Лишь одного разу, в ответ на вопрос графа, управитель отписал ему:


«Птишников и Подорожкин обучаются у актера Силы Сандунова. А Подорожкин еще ездит к Фомину — обучается на скрыпках».


К этому самому Якову Подорожко, крепостному, Фомин особой приязни не питал. Равно как и к Василию Жукову, им самим подготовляемому для исполнения партии Орфея. А ведь после занятий оба к нему подлещивались! Однако что-то уж слишком угодливое сквозило в их разговорах, жестах. Впрочем, и разговоры, и жесты Фомин оставлял без внимания. А вот игра и пение шереметевских выкормышей беспокоили его сильно.

Худо было то, что у Василия Жукова и в Орфеевых ариях сквозила все та же угодливость. А какая угодливость может быть у Орфея? Разучивая с Жуковым на ходу исправляемые партии, Фомин серчал все сильней. В конце концов пожаловался Дмитревскому, когда тот вновь к нему на квартеру пожаловал.

— Эх, милый! Ведь еще и сто, и двести лет пройдет, а из таких, как Васька Жуков, угодливость и на четвертушку не выветрится. Вот ты сам, Евстигней Ипатыч, вовсе не из дворян, а к свободе наклонность имеешь. Это кто ж тебя к ней приучил? И приучал ли?

Фомин на минуту задумался.

— Может, в Италии приучился, — буркнул он неохотно.

Ан нет! — стареющий Дмитревский театрально воздел руки к небу. — Не то! Ты пушкарь, а не раб! В тебе свобода — ну хотя б куда тебе выстрелить — сама по себе существует. Свобода, она, брат, яко пустота в орудийном дуле. Дуло-то пустое, а убери сию пустоту, убери свободу — весь смысл механики и улетучится. Такая механика — и в жизни нашей... Так ты на Ваську не серчай, лутче гаркни на него как надо. А то — оплеуху отвесь. Паренек-то способный, враз уразумеет... Дай-ко я тебе нужную ремарку в партитуру впишу... Туда, где Орфей Плутоса упрашивает...

Евстигней загородил партитуру локтем, а потом и спиной.

Заговорил про другое.

— Не могу я бить подневольных. И так они затурканы, спасу нет!

— Да ведь им же от битья и лучше. Они только такое обращение и понимают. И никакого другого ты им даже взглядом обещать не смей: изленятся, испоганятся... Я вот, знаешь, тоже не из дворян, из дьячков ярославских: Нырковы мы, а еще — Дмитриевы. Приходилось и спину гнуть, и, зубы сцепив, за других труждаться... А все ж духовное звание, оно к свободе поболе, чем иные низкие званиия, располагает. Да вот тебе и европский пример. Я тут одного француза переводил. Прозвище ему — Реньяр. Имечко — Жан-Франсуа. Так он, знаешь ли, хоть и француз, а вот чего пишет... Прочту-ка я тебе...
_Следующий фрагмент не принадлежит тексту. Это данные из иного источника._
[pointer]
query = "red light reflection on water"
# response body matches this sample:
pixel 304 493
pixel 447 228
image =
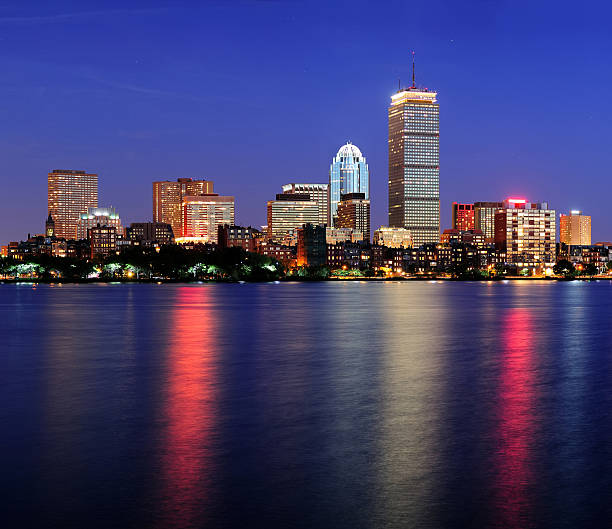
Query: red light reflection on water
pixel 189 408
pixel 516 421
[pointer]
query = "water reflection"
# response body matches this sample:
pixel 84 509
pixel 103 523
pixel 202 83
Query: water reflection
pixel 516 420
pixel 189 410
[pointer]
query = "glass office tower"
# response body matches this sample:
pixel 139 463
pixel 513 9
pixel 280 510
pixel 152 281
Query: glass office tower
pixel 414 164
pixel 348 173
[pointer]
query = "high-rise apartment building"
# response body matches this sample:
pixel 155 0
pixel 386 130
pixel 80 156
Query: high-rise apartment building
pixel 168 200
pixel 317 192
pixel 150 233
pixel 348 173
pixel 414 163
pixel 202 216
pixel 103 240
pixel 70 193
pixel 463 217
pixel 526 233
pixel 289 212
pixel 354 212
pixel 575 229
pixel 484 218
pixel 393 237
pixel 311 245
pixel 98 217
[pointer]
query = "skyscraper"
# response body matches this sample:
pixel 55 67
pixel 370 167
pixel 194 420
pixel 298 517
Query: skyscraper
pixel 348 173
pixel 484 218
pixel 168 199
pixel 354 213
pixel 575 229
pixel 414 163
pixel 70 193
pixel 289 212
pixel 317 192
pixel 95 217
pixel 202 216
pixel 462 217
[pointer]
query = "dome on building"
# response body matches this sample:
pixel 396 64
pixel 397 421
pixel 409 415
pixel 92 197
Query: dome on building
pixel 349 150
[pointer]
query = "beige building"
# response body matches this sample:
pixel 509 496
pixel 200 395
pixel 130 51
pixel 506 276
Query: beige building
pixel 289 212
pixel 393 237
pixel 98 217
pixel 575 229
pixel 202 216
pixel 317 192
pixel 70 193
pixel 414 163
pixel 168 200
pixel 526 232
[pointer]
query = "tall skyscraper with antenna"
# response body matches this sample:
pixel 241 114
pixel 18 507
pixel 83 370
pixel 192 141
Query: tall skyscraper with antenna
pixel 414 162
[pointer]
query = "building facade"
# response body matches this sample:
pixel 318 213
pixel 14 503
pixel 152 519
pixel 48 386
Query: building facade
pixel 354 213
pixel 312 245
pixel 168 200
pixel 393 237
pixel 414 163
pixel 70 193
pixel 575 229
pixel 202 216
pixel 98 217
pixel 103 241
pixel 150 233
pixel 462 216
pixel 484 218
pixel 526 232
pixel 338 235
pixel 317 192
pixel 348 173
pixel 289 212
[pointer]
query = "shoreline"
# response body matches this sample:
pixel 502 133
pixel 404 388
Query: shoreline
pixel 301 280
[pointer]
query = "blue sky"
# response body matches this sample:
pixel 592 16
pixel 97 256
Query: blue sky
pixel 255 94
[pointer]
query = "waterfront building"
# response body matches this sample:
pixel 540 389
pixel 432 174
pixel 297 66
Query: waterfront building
pixel 414 163
pixel 526 233
pixel 462 216
pixel 282 253
pixel 338 235
pixel 168 200
pixel 70 193
pixel 238 236
pixel 348 173
pixel 150 233
pixel 472 237
pixel 50 227
pixel 103 241
pixel 575 229
pixel 484 218
pixel 312 246
pixel 354 212
pixel 317 192
pixel 202 216
pixel 98 217
pixel 289 212
pixel 393 237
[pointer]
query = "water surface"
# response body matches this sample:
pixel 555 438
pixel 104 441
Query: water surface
pixel 338 405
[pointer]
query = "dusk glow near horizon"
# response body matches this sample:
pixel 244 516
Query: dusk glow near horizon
pixel 159 93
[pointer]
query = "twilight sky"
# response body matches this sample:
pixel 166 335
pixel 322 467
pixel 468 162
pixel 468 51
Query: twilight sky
pixel 256 94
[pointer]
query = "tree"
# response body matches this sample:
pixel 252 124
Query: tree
pixel 564 268
pixel 590 270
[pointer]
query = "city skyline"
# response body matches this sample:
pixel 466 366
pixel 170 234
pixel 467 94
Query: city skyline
pixel 128 152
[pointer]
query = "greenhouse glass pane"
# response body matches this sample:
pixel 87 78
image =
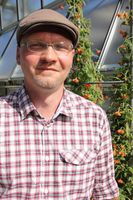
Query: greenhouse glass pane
pixel 17 74
pixel 9 13
pixel 46 2
pixel 8 60
pixel 100 14
pixel 4 38
pixel 26 7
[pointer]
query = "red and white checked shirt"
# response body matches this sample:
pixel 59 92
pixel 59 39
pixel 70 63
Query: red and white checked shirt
pixel 68 158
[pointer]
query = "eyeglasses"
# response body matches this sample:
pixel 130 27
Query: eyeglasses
pixel 39 46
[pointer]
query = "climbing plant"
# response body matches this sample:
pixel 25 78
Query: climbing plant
pixel 85 80
pixel 121 112
pixel 84 75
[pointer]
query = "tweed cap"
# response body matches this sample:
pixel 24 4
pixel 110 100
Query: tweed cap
pixel 43 18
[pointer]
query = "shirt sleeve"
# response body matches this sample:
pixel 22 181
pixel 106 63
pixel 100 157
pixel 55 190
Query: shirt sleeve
pixel 105 186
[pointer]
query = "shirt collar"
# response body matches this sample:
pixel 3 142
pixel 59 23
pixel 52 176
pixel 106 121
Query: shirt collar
pixel 25 104
pixel 26 107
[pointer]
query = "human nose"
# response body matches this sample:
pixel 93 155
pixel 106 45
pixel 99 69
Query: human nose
pixel 49 53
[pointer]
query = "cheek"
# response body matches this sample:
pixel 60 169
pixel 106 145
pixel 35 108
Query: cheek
pixel 28 60
pixel 66 61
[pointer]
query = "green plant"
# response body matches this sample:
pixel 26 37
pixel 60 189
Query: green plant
pixel 121 112
pixel 84 75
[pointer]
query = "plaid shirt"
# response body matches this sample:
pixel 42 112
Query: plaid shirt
pixel 68 158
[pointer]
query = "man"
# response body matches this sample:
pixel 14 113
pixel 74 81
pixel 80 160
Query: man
pixel 54 144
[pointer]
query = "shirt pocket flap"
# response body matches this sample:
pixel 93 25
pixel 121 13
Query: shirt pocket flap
pixel 77 156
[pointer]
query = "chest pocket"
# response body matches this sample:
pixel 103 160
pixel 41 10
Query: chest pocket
pixel 77 156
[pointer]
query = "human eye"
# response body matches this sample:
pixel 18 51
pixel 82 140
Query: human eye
pixel 61 46
pixel 35 46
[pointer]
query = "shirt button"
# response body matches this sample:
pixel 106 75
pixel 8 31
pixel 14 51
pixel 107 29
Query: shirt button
pixel 47 158
pixel 46 191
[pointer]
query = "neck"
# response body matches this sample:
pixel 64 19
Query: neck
pixel 46 101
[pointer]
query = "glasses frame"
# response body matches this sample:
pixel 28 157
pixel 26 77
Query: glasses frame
pixel 55 45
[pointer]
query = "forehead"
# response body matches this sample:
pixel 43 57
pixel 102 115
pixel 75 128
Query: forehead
pixel 46 36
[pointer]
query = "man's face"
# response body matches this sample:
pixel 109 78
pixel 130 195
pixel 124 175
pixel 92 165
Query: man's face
pixel 45 69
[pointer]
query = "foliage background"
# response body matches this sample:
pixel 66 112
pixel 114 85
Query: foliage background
pixel 86 81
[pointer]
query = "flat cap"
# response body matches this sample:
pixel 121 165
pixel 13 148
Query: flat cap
pixel 46 17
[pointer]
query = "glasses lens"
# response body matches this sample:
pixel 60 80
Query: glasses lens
pixel 62 46
pixel 37 46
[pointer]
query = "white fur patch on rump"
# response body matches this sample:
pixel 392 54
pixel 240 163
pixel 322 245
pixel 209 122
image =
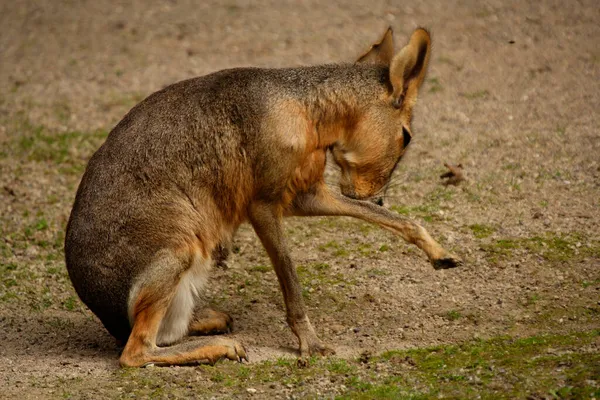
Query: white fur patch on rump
pixel 175 324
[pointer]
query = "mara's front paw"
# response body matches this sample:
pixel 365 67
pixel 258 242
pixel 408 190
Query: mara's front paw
pixel 446 262
pixel 228 348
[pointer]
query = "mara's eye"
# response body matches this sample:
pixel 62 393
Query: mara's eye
pixel 397 103
pixel 406 136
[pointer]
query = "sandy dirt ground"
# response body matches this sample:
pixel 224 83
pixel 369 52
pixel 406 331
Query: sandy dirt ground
pixel 513 93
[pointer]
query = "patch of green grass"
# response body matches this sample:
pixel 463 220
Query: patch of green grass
pixel 554 247
pixel 70 150
pixel 261 268
pixel 545 366
pixel 70 303
pixel 431 206
pixel 335 248
pixel 481 231
pixel 453 315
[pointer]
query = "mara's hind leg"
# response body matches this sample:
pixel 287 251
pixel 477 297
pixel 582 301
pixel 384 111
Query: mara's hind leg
pixel 160 306
pixel 207 321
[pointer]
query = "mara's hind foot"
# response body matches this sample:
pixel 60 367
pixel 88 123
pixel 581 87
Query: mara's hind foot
pixel 210 322
pixel 190 353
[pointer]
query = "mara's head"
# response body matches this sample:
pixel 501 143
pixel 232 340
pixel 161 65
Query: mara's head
pixel 369 152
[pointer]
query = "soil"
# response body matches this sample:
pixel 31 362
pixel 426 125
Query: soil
pixel 513 93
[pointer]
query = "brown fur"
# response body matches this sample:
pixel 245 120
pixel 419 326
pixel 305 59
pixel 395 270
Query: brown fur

Фомин заткнул уши пальцами:

— Уволь, Иван Афанасич, уволь! Тут от княжнинских стихов голова гудит. А еще твои, переводные...

Дмитревский обиделся, кашляя, ушел.

Фомина разговор с Дмитревским тоже отнюдь не успокоил. Он снова — и сильней прежнего — стал впадать в нервическую угрюмость.

И ведь сюжет «Орфея» к тому располагал!

Особенно тяжко переживался только что сочиненный эпизод, где Орфей обращается к подземному богу Плутону. Тут Орфей, и верно, становился на Ваську Жукова похож! Льстивостью обращения, ложью о себе сообщаемого:

Почувствуй, о Плутон, мучения мои!

В сем сердце стонет глас той самыя любви,

Котора и тебя, царь Ада, услаждает...

Фальшиво! К тому ж — неприятная аллегория. Царь Ада... Это кого ж сей царь Ада напоминает? И еще одно: раз есть Царь, так, может, и Царица Ада есть?

От сделанного самому себе вопроса Евстигней растерялся. Потом нашелся: «А отчего бы это персонаж оперы, верней, мелодрамы, должен кого-то напоминать?»

По зрелому размышлению выходило: должен. Во всяком разе — может. Это подняло с самого донца души вроде навсегда истаявшие страхи.

«Увидят и услышат представление, сообразят: с кого-то из петербургских начальствующих лиц списано... Сразу в Тайную экспедицию, к Шешковскому! Забьют кнутами, сгноят! Как Яков Борисыча...»

Чтобы от сих аллегорий избавиться — стал думать о балете.

Балет должен был выражать собой нечто необыкновенное. Не изъяснять мысли сочинителя, не вышивать по канве Орфеевой судьбины — должен был играть собственную, никем, кроме самого сочинителя, не предуказанную роль. Даже граф Николай Петрович балету не указ. Не для услаждения его очей будут выбегать на сцену танцорки! А для некоего олицетворения. Только вот что именно балет будет олицетворять: земное, подземное?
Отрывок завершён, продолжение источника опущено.